Overall I had a great time and learned a lot. The venue and amenities were fine, although the rooms were a bit cramped at times. This was a full three day event (Friday, Saturday and Sunday) and much to my surprise, I wasn't "full" on the last day. I could have kept going. But now I need a month off to pursue the all the ideas I've accumulated over the weekend.
The first day was about doing. I attended 3 sessions presented by Jeff Brown:
Enterprise Applications With Grails
GORM Inside and Out
Building Twitter with Grails in 90 Minutes
I didn't have any prior exposure to Grails, which is a framework for building CRUD web apps using the Groovy language. Grails is powerful and easy to use. It abstracts and automates the common tasks of web app authoring. During the session I was able to quickly set-up and use Groovy/Grails and by the end of the session I had a simple web app running.
One of my 2010 goals is to port my "breakable toy" JSF/Java web app to a new language. Prior to this session I was thinking about Ruby as the new language. After this session I think I'll give Grails/Groovy a try.
GORM is Grails Object Relational Mapping. It sits on top of Hibernate and makes it easy to deal with persistence.
In the final Grails session we were able to create a web app with the following functionality (in just 90 minutes!):
login / logout enter text on web page save in db query db display entries saved in db caching post / consume JMS messages
Prior to this introduction and use of Grails I didn't really understand how frameworks make development easier. But the sessions gave me an "aha" moment in understanding the abstraction of authentication, data input/display, persistence, etc.
The second day was mostly about thinking. I attended the following sessions:
Complexity Theory and Software Development by Tim Berglund
Decision Making in Software Teams by Tim Berglund
Pragmatic Architecture by Ted Neward
Architectural Kata Workshop by Ted Neward
It was interesting to discover the overlap between the books I have been reading and what was presented in the first two sessions. Seems like I gravitate towards human interaction topics. All of these sessions got my mind going. One of my biggest challenges is affecting some kind of change that can eliminate the downside of focusing strictly on the technical side of software development.

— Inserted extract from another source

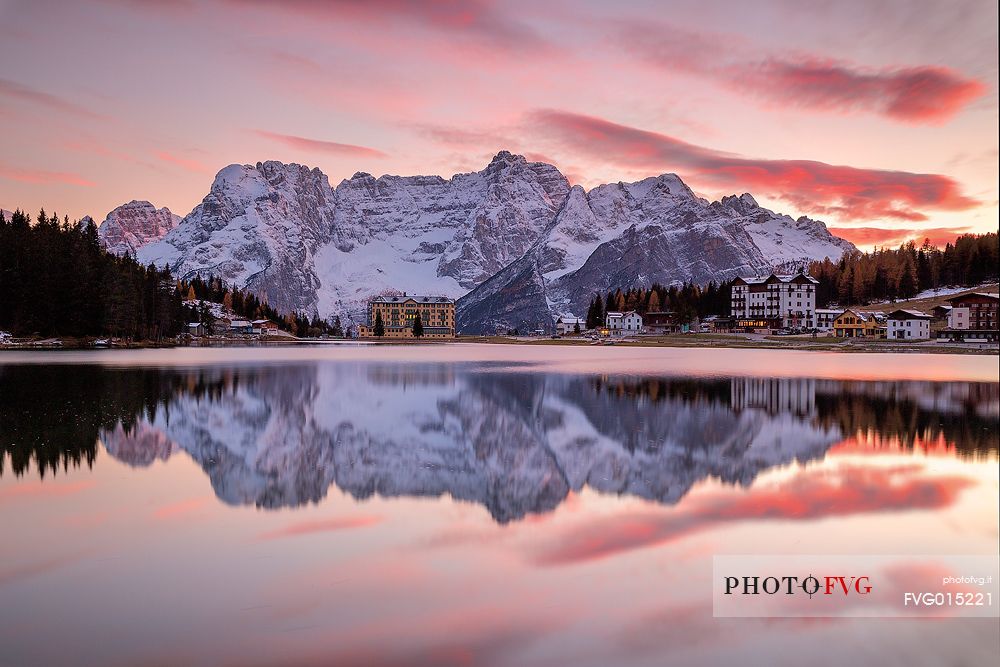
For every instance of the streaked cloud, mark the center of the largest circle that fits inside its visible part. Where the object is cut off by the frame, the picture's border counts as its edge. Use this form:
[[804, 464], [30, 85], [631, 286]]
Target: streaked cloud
[[321, 145], [13, 90], [320, 526], [866, 236], [810, 495], [183, 163], [911, 94], [42, 176], [849, 193]]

The third day was a mix of thinking and doing. I attended the following sessions:
Cloud Computing Boot Camp on the Google App Engine by Matthew McCullough
GAELYK - Lightweight Groovy on the Google App Engine - Tim Berglund
Busy Java Developer's Guide to MongoDB - Ted Neward
Hacking Your Brain for Fun and Profit - Nathaniel Schutta
Learning about the Google App Engine and MongoDB forced me to alter and expand my software mindset. Thanks, I needed that!

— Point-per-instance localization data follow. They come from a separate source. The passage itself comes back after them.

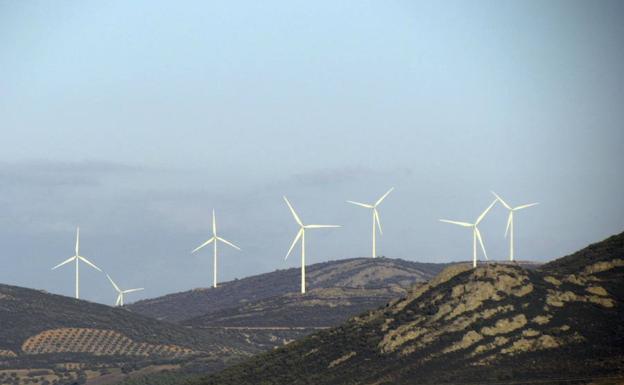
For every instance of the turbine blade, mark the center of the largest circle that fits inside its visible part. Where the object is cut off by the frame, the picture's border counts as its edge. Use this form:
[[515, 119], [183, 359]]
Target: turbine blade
[[203, 244], [85, 260], [509, 219], [361, 204], [293, 212], [376, 213], [502, 201], [228, 243], [485, 212], [383, 196], [113, 283], [214, 223], [77, 240], [64, 262], [299, 233], [481, 242], [132, 290], [464, 224], [526, 206]]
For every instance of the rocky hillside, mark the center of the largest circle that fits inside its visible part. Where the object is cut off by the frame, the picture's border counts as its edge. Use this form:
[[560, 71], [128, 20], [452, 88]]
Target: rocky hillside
[[493, 324], [382, 279]]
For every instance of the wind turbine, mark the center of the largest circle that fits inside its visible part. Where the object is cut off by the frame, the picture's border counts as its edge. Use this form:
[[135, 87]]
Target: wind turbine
[[214, 240], [376, 220], [77, 257], [301, 234], [510, 221], [120, 292], [476, 234]]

The only session that didn't rate excellent with me was the Architectural Kata Workshop. I was hoping to pick up some architecting skills but because of the attendees' skill variance and lack of domain knowledge of the kata, most of our time was spent trying to define and understand requirements.
Overall, I'm very satisfied and glad I attended. I'm looking forward to next year's event. The main takeaway for me: Don't think "Java" anymore, think "languages of the JVM."
1 comment:
I agree fully with your comments. NFJS was excellent and I fully intend to attend next year.
I also expected to be "full", but found myself invigorated instead. I wish there were more hours in the day.
I wasn't very much into polyglot programming myself, but after this weekend I have also changed my thoughts to the JVM as a whole instead of pure Java.
It's a great time to be a developer!